Istomin and Dwyer argue that although some anthropologists have been quite supportive of the practical mastery model, studies from experimental psychology and other disciplines indicate that human wayfinding depends primarily on mental maps. However, these mental maps can be influenced by a wide variety of cultural and demographic factors, which makes practical mastery an integral component of mental map-making. Istomin and Dwyer's own ethnographic research on two northern Eurasian reindeer herding groups, the Komi and Nenets, demonstrates the ways in which mental maps vary according to specific cultural practices. The Komi and Nenets manage their reindeer herds in very different ways, with the Komi moving their herds among dispersed pasturelands linked by long migration routes, while the Nenets move their herds around within circumscribed regions they control. According to Istomin and Dwyer, these divergent practices lead to highly divergent mental maps of the same type of landscape the two groups more or less share.

From the perspective of an individual human actor, a mental map invokes an "allocentric" frame of reference, since it does not depend on locating the individual within the space being defined. A practical mastery model is fully "egocentric," given that all of its landmarks are based on the individual's self-perceived position in a sequence of localities. Tino Zaehle and colleagues (Brain Research 2007, 1137:92-103) have used functional magnetic resonance imaging to map the parts of the brain that are active during tasks of allocentric and egocentric navigation. The tasks were all auditory, to remove the possibly confounding effects of visual processing; for example, subjects were described a simple scene, and then asked questions about the spatial relationship among objects or with reference to themselves.
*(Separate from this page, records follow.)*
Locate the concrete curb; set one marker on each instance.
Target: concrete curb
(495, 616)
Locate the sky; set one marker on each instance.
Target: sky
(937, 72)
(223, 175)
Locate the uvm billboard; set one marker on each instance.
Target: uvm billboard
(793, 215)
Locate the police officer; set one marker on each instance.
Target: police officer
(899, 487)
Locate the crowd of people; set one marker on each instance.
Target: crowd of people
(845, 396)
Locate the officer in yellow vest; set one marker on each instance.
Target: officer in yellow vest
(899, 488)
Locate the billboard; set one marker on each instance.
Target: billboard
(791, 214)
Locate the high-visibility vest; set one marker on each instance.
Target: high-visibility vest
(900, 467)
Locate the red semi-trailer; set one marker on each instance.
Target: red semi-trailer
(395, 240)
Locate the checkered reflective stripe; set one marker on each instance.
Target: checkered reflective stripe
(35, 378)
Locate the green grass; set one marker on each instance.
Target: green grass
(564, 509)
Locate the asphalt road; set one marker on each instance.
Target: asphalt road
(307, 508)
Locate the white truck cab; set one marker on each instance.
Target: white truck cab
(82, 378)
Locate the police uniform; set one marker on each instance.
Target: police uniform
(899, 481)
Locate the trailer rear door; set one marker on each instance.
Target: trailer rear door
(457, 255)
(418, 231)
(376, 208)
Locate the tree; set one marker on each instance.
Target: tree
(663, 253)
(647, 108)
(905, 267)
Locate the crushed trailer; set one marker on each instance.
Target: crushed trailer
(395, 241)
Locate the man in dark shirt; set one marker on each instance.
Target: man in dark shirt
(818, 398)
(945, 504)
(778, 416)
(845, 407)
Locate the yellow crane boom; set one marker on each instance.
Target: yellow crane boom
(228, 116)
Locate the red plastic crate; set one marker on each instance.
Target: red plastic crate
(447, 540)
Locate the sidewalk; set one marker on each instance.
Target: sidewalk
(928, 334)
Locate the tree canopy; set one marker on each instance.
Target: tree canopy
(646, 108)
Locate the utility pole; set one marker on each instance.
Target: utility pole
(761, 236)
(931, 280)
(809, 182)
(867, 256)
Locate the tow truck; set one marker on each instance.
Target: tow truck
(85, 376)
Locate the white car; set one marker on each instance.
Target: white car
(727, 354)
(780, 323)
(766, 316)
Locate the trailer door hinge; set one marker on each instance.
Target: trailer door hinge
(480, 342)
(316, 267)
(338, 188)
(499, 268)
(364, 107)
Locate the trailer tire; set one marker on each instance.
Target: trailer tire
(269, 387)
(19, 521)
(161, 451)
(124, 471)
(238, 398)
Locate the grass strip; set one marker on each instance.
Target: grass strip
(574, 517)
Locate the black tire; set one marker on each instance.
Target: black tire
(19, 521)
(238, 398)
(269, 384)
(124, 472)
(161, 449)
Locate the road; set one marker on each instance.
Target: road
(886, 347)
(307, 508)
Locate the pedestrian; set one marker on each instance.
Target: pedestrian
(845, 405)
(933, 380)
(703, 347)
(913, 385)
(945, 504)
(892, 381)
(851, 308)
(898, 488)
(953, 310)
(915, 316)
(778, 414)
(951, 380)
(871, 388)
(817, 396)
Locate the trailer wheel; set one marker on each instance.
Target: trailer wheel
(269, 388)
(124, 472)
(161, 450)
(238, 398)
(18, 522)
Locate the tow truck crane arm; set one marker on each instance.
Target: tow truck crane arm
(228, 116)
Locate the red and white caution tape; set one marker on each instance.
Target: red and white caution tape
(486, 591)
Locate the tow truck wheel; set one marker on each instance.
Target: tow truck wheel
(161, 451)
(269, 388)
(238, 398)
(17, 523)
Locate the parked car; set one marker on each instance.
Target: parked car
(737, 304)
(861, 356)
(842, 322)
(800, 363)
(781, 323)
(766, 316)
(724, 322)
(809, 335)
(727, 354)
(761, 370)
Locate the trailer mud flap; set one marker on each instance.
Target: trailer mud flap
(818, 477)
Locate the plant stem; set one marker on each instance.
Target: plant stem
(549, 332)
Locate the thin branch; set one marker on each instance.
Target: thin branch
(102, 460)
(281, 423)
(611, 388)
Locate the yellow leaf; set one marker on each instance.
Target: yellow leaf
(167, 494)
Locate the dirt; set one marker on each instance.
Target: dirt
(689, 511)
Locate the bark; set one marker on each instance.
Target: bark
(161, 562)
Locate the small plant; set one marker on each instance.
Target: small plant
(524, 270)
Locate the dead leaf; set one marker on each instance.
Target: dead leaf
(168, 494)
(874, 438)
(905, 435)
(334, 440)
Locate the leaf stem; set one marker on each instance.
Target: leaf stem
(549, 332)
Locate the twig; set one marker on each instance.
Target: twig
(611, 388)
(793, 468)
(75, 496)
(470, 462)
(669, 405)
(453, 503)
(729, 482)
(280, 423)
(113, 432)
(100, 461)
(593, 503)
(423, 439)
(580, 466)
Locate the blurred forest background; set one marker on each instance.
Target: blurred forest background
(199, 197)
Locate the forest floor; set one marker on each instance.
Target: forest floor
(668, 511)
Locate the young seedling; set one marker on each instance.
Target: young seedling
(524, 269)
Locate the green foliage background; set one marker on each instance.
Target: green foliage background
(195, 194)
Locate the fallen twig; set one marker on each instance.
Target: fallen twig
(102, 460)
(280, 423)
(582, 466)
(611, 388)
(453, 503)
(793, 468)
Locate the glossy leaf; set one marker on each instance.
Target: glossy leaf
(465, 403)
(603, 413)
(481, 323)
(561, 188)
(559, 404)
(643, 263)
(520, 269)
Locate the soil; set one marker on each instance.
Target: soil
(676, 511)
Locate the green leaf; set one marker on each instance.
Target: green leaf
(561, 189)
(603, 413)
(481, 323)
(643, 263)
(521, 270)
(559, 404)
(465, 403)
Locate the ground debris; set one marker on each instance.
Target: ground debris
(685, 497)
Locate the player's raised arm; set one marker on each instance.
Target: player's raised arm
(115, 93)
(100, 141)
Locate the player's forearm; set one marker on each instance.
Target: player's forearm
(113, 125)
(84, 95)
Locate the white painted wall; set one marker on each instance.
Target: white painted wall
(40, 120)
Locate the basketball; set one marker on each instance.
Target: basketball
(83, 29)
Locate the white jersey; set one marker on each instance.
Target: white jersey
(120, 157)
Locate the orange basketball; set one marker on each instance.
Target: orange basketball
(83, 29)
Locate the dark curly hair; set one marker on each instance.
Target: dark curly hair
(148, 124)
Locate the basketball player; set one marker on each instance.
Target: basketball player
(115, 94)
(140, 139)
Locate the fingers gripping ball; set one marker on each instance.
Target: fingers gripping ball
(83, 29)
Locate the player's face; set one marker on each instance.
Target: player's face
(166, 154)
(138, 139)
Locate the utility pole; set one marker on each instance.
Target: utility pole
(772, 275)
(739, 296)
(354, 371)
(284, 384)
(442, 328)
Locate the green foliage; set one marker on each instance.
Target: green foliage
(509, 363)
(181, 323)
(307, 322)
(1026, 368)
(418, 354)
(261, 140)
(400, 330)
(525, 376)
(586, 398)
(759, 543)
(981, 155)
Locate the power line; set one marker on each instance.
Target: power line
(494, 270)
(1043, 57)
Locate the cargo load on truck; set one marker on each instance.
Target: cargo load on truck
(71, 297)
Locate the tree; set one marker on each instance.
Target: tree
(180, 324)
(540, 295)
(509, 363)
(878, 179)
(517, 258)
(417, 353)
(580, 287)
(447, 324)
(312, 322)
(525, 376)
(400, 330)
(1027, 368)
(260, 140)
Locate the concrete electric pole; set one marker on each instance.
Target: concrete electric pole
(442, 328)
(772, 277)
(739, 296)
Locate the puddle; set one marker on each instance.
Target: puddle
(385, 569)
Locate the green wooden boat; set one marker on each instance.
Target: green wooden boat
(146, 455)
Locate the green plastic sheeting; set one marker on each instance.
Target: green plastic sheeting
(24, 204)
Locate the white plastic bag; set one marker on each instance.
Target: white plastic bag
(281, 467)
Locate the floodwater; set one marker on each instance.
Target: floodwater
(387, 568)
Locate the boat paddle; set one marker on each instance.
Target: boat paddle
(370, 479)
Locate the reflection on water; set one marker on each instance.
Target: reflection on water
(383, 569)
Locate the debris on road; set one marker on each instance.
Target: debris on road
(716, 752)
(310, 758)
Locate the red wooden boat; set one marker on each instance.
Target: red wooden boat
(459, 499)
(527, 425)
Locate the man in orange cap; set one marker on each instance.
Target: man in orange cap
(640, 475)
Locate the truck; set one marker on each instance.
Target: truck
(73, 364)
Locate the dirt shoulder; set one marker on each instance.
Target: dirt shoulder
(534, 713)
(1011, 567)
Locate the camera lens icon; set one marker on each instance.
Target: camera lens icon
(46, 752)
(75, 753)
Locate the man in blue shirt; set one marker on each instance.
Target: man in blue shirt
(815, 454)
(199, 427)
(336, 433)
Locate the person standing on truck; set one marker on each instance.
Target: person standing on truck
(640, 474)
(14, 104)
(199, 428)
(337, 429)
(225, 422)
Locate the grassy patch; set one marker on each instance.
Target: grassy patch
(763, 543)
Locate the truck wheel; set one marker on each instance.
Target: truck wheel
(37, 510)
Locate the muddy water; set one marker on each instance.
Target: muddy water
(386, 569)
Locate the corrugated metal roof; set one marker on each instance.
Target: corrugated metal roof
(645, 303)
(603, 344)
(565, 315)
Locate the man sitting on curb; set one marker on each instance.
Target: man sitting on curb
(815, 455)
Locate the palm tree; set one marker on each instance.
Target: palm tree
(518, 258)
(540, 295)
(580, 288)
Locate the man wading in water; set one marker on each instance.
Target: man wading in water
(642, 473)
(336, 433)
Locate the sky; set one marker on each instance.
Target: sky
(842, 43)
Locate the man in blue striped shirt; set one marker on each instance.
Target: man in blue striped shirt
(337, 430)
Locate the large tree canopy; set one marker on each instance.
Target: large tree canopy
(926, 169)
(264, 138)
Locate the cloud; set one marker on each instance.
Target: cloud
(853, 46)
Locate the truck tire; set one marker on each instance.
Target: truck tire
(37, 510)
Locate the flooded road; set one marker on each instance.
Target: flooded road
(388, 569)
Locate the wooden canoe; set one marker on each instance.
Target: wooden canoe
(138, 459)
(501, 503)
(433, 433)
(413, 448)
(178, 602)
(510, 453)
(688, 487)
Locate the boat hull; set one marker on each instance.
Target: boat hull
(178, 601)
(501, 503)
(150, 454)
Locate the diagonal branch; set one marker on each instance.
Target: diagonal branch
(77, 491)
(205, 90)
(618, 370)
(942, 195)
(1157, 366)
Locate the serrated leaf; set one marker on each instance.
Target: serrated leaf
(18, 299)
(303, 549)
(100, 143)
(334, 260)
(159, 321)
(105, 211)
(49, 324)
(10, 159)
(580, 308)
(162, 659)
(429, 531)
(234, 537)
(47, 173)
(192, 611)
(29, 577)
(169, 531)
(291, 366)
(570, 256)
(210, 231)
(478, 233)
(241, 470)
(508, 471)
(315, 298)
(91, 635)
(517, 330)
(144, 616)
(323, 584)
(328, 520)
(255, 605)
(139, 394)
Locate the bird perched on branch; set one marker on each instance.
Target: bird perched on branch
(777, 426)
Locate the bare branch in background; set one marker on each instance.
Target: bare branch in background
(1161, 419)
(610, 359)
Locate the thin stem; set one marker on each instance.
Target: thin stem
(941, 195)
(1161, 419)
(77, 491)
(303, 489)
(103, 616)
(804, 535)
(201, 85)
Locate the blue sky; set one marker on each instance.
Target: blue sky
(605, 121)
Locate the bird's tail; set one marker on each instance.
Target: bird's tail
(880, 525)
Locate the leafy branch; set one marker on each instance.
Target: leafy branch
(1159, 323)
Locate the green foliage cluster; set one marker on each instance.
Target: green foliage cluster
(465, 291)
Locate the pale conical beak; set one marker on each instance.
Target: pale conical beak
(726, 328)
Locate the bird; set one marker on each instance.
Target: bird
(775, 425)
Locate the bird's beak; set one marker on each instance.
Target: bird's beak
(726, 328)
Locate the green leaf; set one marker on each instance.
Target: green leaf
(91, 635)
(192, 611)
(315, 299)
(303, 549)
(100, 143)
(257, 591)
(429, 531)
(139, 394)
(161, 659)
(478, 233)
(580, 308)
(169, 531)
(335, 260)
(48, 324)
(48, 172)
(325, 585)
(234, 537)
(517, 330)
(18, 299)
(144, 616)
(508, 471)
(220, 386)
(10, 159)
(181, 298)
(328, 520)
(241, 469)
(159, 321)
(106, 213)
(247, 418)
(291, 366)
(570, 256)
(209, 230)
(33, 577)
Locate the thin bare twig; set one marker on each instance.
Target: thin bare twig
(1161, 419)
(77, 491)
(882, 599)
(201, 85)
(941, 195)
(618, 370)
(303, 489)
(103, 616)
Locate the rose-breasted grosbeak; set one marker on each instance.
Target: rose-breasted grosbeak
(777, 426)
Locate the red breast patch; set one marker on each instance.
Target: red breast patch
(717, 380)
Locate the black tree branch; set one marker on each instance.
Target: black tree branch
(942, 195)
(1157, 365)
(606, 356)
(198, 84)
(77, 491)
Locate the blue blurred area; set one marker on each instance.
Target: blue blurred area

Zaehle and colleagues found that the brain's processing of spatial information is generally hierarchical, involving a number of different brain areas (including visual areas despite the fact the subjects were not given visual stimuli), with egocentric processing largely constituting a subsystem of allocentric processing. Without worrying about the brain regions involved, it is reassuring to find that the two basic models of wayfinding derived from observations of real people moving around in the real world appear to have a valid cognitive basis, and vice versa.

From some scratches carved into a rock, indicating the location of game in a small valley 14,000 years ago to highly-processed images of a thinking brain on a computer screen, the human propensity for map-making has a long history. But in the same way that spoken language existed long before we had written languages, it is likely that mental maps, shared among our ancestors via language, have been around for much longer than the physical evidence of map-making would indicate. Maps are used for many things, but first and foremost among them is to plan ahead. This ability for "mental time travel," as Thomas Suddendorf and Michael Corballis (Behavioral and Brain Sciences 2007, 30:299-351) call it--to have the foresight to plan future actions--may have been an essential adaptation during the course of human brain evolution. When we map, we plan, and the ability to form mental maps and to share their contents with members of a social group may have provided our ancestors with a tremendous cognitive advantage.